Because most everyday risk management will be done quickly by people who don't want to use mathematics, risk management needs a range of simple, easy techniques that still perform well. For example, risk management is just starting to make an impact on marketing, but alongside the sophisticated analytics, which will be used by only a few of the very largest companies, there is a need for simpler, less costly methods to help groups and individuals think through the huge uncertainties in marketing without getting stuck.
There is a need to promote uncertainty management techniques that help people with everyday problems such as preparing for important meetings, resolving arguments, managing stress, hiring good people, and making sales. The ‘Further reading’ section below gives links to more ideas on these.
The problem with clear objectives
There is a practical problem with clear objectives. You don't always have them. Conventional risk management starts with defining objectives but this can take a lot of time and effort, and there's no guarantee of success. You may have some general agreement about the ultimate objectives of your organisation but getting down to a level where actions can be decided is much more difficult.
Although it helps risk management if the relationship between achievement levels and value is understood and the current target achievement levels have been agreed, risk management has to make a contribution under any conditions. For example, risk management should offer techniques to help set objectives under uncertainty.
Why upside risks change everything
An upside risk is something that might happen and would be better than what is expected. Including these in your risk management processes makes the processes more effective, efficient, and attractive.
It also raises a question about what risk management is really for. Suppose the original objective of a venture was to make £1m, but a lucky break part way through the venture puts you in a position where you could achieve £2m. What should you do? Carry on towards your original objective or consider a new objective? A sane person would normally review the objective.
But that also has implications for risk management. A risk management process that includes upside risks should aim to encourage those risks to happen, and maximise the effect when they do. To do the opposite would be bizarre. That means the risk management process is not trying to achieve the original objectives.
It also means we need to think again about different types of ‘objective’ and how they are used in risk management. Having a list of specific things we want to achieve in a period of time, such as ‘debtors reduced by 15%’, ‘sales of £1m’, is not enough on its own. We need to understand how to value other levels of achievement. Is there a point beyond which further achievement is not valuable? Is there a point below which the impact gets very bad very quickly? Are there discontinuities in the relationship between level of achievement and value? Is the relationship linear? This sort of understanding is also useful for managing downside risks.

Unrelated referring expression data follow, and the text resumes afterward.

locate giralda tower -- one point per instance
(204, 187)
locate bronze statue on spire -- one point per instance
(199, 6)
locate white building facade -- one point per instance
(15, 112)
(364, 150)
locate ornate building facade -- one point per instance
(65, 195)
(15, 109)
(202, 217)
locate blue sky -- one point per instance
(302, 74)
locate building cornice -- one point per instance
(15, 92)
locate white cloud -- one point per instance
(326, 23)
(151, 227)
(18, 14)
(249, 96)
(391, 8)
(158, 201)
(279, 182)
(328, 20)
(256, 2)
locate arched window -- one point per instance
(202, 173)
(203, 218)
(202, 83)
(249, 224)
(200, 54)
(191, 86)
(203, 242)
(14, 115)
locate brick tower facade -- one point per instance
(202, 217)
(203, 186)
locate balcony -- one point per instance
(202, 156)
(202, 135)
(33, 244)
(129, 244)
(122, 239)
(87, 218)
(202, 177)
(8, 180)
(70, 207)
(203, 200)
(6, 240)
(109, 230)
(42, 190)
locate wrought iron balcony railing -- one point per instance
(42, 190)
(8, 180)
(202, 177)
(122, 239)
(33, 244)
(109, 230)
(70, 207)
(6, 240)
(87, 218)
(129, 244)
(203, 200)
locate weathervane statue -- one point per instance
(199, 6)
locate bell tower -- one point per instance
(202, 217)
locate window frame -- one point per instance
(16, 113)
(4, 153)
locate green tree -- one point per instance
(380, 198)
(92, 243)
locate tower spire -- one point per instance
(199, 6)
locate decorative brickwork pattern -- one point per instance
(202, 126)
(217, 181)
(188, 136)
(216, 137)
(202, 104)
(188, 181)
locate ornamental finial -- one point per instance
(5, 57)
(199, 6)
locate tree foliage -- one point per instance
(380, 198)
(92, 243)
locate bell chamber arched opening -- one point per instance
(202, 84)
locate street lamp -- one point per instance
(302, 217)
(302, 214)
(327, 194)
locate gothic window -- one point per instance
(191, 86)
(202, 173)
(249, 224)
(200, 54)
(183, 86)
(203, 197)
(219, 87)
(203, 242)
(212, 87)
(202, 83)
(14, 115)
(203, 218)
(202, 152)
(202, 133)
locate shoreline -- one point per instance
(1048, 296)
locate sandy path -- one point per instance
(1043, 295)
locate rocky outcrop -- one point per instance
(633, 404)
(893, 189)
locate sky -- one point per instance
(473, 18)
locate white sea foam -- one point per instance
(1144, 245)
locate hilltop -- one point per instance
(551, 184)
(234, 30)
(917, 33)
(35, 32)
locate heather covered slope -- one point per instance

Look carefully and you can see the slow evolution of risk management's scope and techniques towards bigger and better. For example, the new draft COSO framework is longer than the original, and acknowledges more alternative techniques, though it is still not a balanced process between upside and downside risks. Surveys show that most risk managers now believe that risk management should concern itself with unexpectedly favourable outcomes as well as unexpectedly unfavourable ones. More publications are appearing to advocate more embedded forms of risk management.
But there is still a long way to go. Few realise the full implications of managing upside risks and tackling the human side of uncertainty suppression has hardly begun.